Sometimes it takes a while for reality
to catch up to satire. I first wrote Manhattan Sharks as a
screenplay in 1987, later turning it into a novel. Nearly 30 years ago.
Manhattan Sharks is a tale of
job-hunting and career competition in the "Decade of Greed,"
from the highest CEOs to the lowliest food cart vendors.
At one
point, two characters -- competing food cart vendors -- engage in a food fight over a New York
City street corner. At the time I worried that I was being too ...
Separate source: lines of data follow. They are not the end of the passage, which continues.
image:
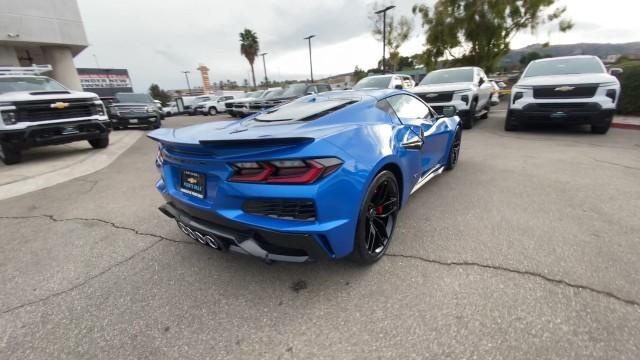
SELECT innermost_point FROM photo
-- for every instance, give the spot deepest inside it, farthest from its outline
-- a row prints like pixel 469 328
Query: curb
pixel 625 126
out there. Too wacky and unrealistic. But it seems these things do
happen.
Reporting for the The New York Daily News [June 23, 2016], Rocco Parascandola and Edgar Sandoval write:
A West Side turf battle between
two rival food vendors vying for the same street corner turned
cutthroat when one of the men slashed the other in the back, police
sources said Wednesday.
Mohamed Awad, 39, was charged with
felony assault and weapons possession in the Tuesday afternoon
confrontation, while his competitor, Eissa Naser, 37, required five
stitches. The two men got into argument at 10th
Ave. and W. 30th St., each laying claim to station his food cart at
that corner. As the dispute became heated, Awad
allegedly pulled out a razor, and sliced Naser, who collapsed by a
Jolly’s Gyro food cart.
A year earlier, Gary Buiso wrote for the New York Post [February 15, 2015, see above image]:
... a group of irate Egyptian competitors block the kosher vendor from setting up on the sidewalk, literally squatting on the curb or placing umbrellas and beverage cartons to cordon off the space
... Licenses granted by the city do not specify where vendors must locate, but the city can force vendors to move for a variety of reasons, including being parked too close to a subway entrance. Intense competition prompts vendors to arrive with their carts by 3 a.m. to claim a spot, with some camping out overnight.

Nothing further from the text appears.